Cool to room temperature within 2 hours, then store in an airtight container in the fridge for up to 4 days. Reheat covered in a 350°F oven for 10-12 minutes, or microwave at 70% power in 60-second bursts to keep dark rum from drying out.

Can I substitute ingredients in Rum-Spiked Pineapple Fried Rice?

Yes — most ingredients in this recipe have flexible swaps. For oil, use any neutral high-smoke-point oil (avocado, grapeseed, refined coconut). For aromatics, dried herbs at ⅓ the volume of fresh work in a pinch. The full ingredient list is shoppable on Instacart so you can see substitutes in real time.

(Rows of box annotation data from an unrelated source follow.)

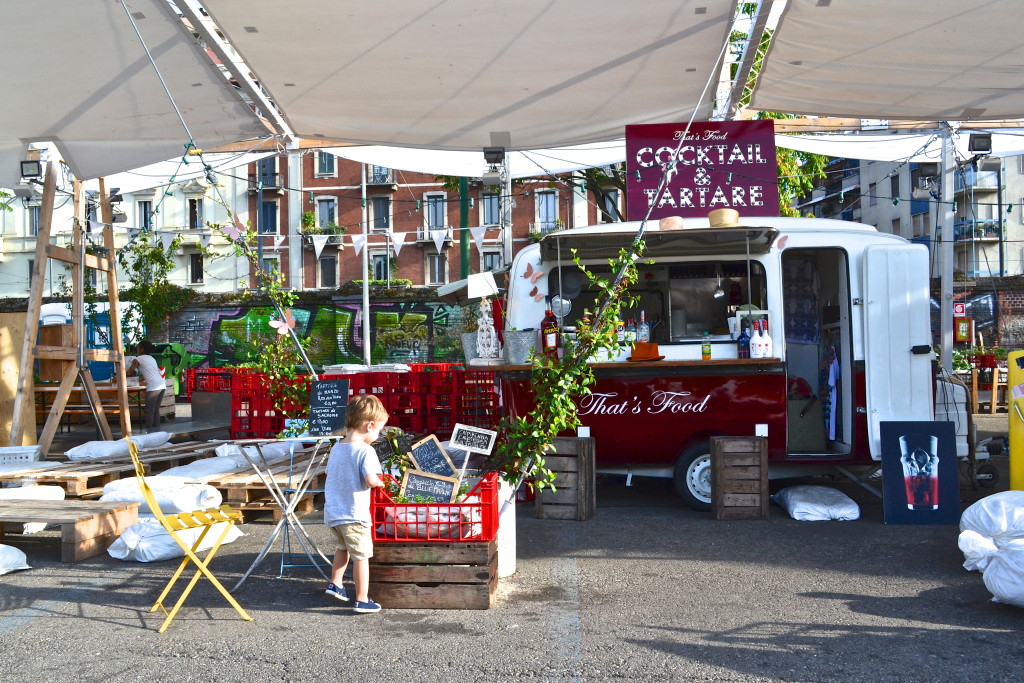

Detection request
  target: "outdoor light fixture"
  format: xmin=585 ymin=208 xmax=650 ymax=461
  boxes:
xmin=483 ymin=147 xmax=505 ymax=166
xmin=22 ymin=159 xmax=43 ymax=178
xmin=967 ymin=133 xmax=992 ymax=155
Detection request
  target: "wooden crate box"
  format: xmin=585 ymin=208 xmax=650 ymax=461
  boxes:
xmin=711 ymin=436 xmax=768 ymax=519
xmin=370 ymin=541 xmax=498 ymax=609
xmin=535 ymin=437 xmax=597 ymax=521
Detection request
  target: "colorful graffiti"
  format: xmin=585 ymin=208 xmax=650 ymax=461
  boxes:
xmin=168 ymin=302 xmax=462 ymax=368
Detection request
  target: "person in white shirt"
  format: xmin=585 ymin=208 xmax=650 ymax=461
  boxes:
xmin=128 ymin=339 xmax=167 ymax=432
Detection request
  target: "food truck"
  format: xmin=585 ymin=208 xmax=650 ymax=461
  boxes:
xmin=498 ymin=217 xmax=933 ymax=509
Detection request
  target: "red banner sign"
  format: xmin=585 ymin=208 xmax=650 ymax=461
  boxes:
xmin=626 ymin=121 xmax=778 ymax=220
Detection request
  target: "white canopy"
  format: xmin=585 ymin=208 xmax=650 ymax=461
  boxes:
xmin=0 ymin=0 xmax=267 ymax=187
xmin=751 ymin=0 xmax=1024 ymax=121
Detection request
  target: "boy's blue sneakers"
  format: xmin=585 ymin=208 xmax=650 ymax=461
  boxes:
xmin=352 ymin=598 xmax=381 ymax=614
xmin=324 ymin=584 xmax=350 ymax=609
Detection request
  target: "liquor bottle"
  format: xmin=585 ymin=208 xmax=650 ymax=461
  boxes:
xmin=541 ymin=310 xmax=561 ymax=355
xmin=751 ymin=321 xmax=762 ymax=358
xmin=637 ymin=310 xmax=650 ymax=344
xmin=736 ymin=322 xmax=751 ymax=358
xmin=761 ymin=317 xmax=774 ymax=358
xmin=624 ymin=317 xmax=637 ymax=344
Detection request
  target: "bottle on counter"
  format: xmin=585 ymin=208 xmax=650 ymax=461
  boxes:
xmin=637 ymin=310 xmax=650 ymax=344
xmin=751 ymin=321 xmax=762 ymax=358
xmin=761 ymin=317 xmax=774 ymax=358
xmin=541 ymin=310 xmax=562 ymax=355
xmin=736 ymin=321 xmax=751 ymax=358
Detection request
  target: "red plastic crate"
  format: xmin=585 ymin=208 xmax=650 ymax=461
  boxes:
xmin=370 ymin=472 xmax=498 ymax=543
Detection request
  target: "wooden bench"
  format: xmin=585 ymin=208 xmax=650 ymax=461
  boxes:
xmin=0 ymin=500 xmax=139 ymax=562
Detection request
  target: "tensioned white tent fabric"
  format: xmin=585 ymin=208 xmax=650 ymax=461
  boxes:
xmin=0 ymin=0 xmax=268 ymax=187
xmin=328 ymin=139 xmax=626 ymax=178
xmin=204 ymin=0 xmax=735 ymax=150
xmin=751 ymin=0 xmax=1024 ymax=121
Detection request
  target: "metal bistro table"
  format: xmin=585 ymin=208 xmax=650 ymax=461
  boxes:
xmin=231 ymin=436 xmax=340 ymax=592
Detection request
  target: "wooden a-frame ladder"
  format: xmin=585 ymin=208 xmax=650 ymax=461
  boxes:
xmin=9 ymin=161 xmax=131 ymax=458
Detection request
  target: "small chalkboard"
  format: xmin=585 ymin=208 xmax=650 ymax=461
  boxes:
xmin=410 ymin=434 xmax=459 ymax=477
xmin=398 ymin=470 xmax=459 ymax=503
xmin=309 ymin=380 xmax=348 ymax=436
xmin=449 ymin=423 xmax=498 ymax=456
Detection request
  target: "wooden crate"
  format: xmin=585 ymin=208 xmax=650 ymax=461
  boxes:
xmin=370 ymin=541 xmax=498 ymax=609
xmin=535 ymin=437 xmax=597 ymax=521
xmin=711 ymin=436 xmax=768 ymax=519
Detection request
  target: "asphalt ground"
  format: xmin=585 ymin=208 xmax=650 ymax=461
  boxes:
xmin=0 ymin=440 xmax=1024 ymax=683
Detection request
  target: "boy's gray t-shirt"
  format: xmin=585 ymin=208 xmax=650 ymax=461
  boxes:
xmin=324 ymin=442 xmax=381 ymax=526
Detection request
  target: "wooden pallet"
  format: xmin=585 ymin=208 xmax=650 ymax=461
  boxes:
xmin=0 ymin=501 xmax=139 ymax=562
xmin=711 ymin=436 xmax=768 ymax=519
xmin=534 ymin=437 xmax=597 ymax=521
xmin=370 ymin=541 xmax=498 ymax=609
xmin=0 ymin=441 xmax=234 ymax=498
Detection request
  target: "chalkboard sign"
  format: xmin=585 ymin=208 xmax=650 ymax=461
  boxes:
xmin=309 ymin=380 xmax=348 ymax=436
xmin=449 ymin=423 xmax=498 ymax=456
xmin=398 ymin=470 xmax=459 ymax=503
xmin=410 ymin=434 xmax=459 ymax=477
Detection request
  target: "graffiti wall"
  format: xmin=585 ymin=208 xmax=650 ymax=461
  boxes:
xmin=167 ymin=301 xmax=462 ymax=368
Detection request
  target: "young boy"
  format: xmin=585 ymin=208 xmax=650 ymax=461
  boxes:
xmin=324 ymin=394 xmax=388 ymax=613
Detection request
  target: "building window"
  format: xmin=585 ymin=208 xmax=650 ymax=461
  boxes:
xmin=600 ymin=189 xmax=620 ymax=223
xmin=535 ymin=193 xmax=558 ymax=232
xmin=138 ymin=200 xmax=156 ymax=230
xmin=316 ymin=197 xmax=338 ymax=227
xmin=480 ymin=195 xmax=502 ymax=225
xmin=28 ymin=206 xmax=39 ymax=238
xmin=427 ymin=254 xmax=447 ymax=285
xmin=316 ymin=150 xmax=335 ymax=175
xmin=370 ymin=197 xmax=391 ymax=232
xmin=424 ymin=195 xmax=446 ymax=230
xmin=262 ymin=256 xmax=281 ymax=273
xmin=319 ymin=256 xmax=338 ymax=289
xmin=481 ymin=251 xmax=502 ymax=271
xmin=188 ymin=197 xmax=206 ymax=230
xmin=370 ymin=252 xmax=391 ymax=281
xmin=188 ymin=254 xmax=203 ymax=285
xmin=256 ymin=202 xmax=278 ymax=234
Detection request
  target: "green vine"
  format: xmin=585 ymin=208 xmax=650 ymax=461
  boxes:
xmin=490 ymin=240 xmax=644 ymax=489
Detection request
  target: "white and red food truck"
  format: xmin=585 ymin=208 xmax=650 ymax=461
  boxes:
xmin=497 ymin=217 xmax=933 ymax=509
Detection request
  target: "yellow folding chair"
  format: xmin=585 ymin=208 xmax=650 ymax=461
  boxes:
xmin=126 ymin=439 xmax=253 ymax=633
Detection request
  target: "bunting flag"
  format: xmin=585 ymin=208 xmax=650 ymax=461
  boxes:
xmin=391 ymin=232 xmax=408 ymax=258
xmin=430 ymin=230 xmax=444 ymax=254
xmin=312 ymin=234 xmax=331 ymax=259
xmin=469 ymin=225 xmax=487 ymax=254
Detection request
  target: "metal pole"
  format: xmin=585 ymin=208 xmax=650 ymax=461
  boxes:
xmin=939 ymin=123 xmax=956 ymax=373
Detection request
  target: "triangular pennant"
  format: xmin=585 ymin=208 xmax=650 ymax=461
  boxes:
xmin=430 ymin=230 xmax=444 ymax=254
xmin=391 ymin=232 xmax=407 ymax=258
xmin=312 ymin=234 xmax=331 ymax=259
xmin=469 ymin=225 xmax=487 ymax=253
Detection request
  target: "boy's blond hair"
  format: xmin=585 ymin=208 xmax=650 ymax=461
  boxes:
xmin=345 ymin=393 xmax=388 ymax=429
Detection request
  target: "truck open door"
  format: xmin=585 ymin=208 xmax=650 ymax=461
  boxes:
xmin=863 ymin=245 xmax=933 ymax=460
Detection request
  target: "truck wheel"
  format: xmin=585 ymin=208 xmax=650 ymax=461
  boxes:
xmin=674 ymin=443 xmax=711 ymax=510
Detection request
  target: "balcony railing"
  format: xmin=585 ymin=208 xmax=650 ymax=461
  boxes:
xmin=416 ymin=225 xmax=452 ymax=242
xmin=953 ymin=219 xmax=1006 ymax=242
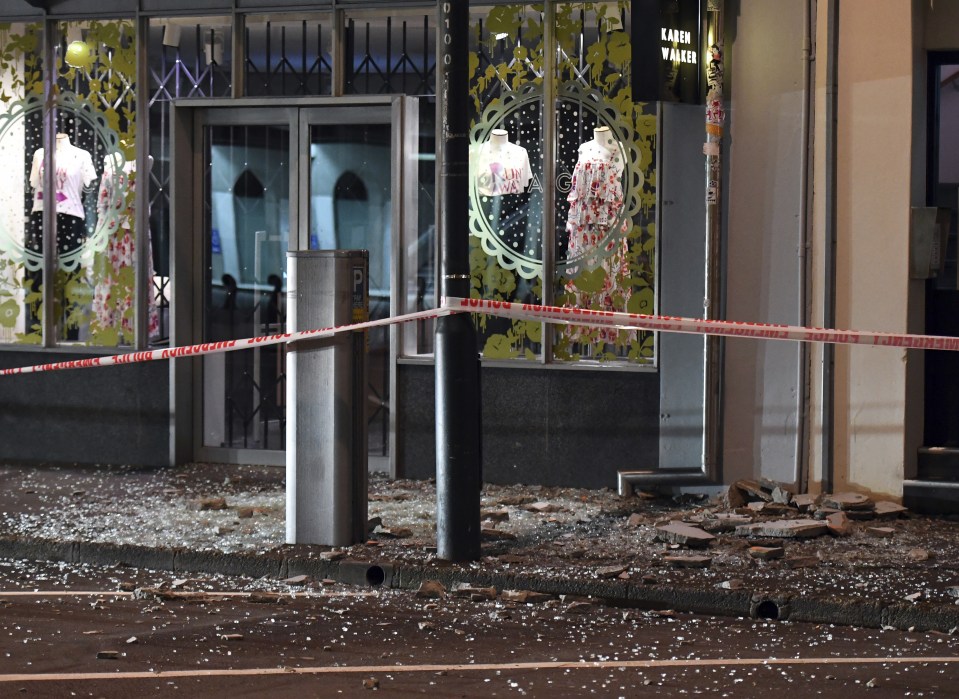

How do I scale Rum-Spiked Pineapple Fried Rice for a different number of people?

The recipe is written for 4 servings. Multiply each ingredient by (your serving target / 4). Cook time stays roughly the same up to 2x; for 3-4x batches, switch from a skillet to a sheet pan or stockpot so the food isn't crowded — overcrowding steams instead of browns.

What goes well with Rum-Spiked Pineapple Fried Rice?

Asian Fusion rice & grains like this pair well with a simple grain (rice, couscous, or crusty bread), a quick salad with acid (lemon vinaigrette, pickled onions), and a pan sauce or yogurt-based dip. Tap "Plan a meal with the AI" to get specific side suggestions.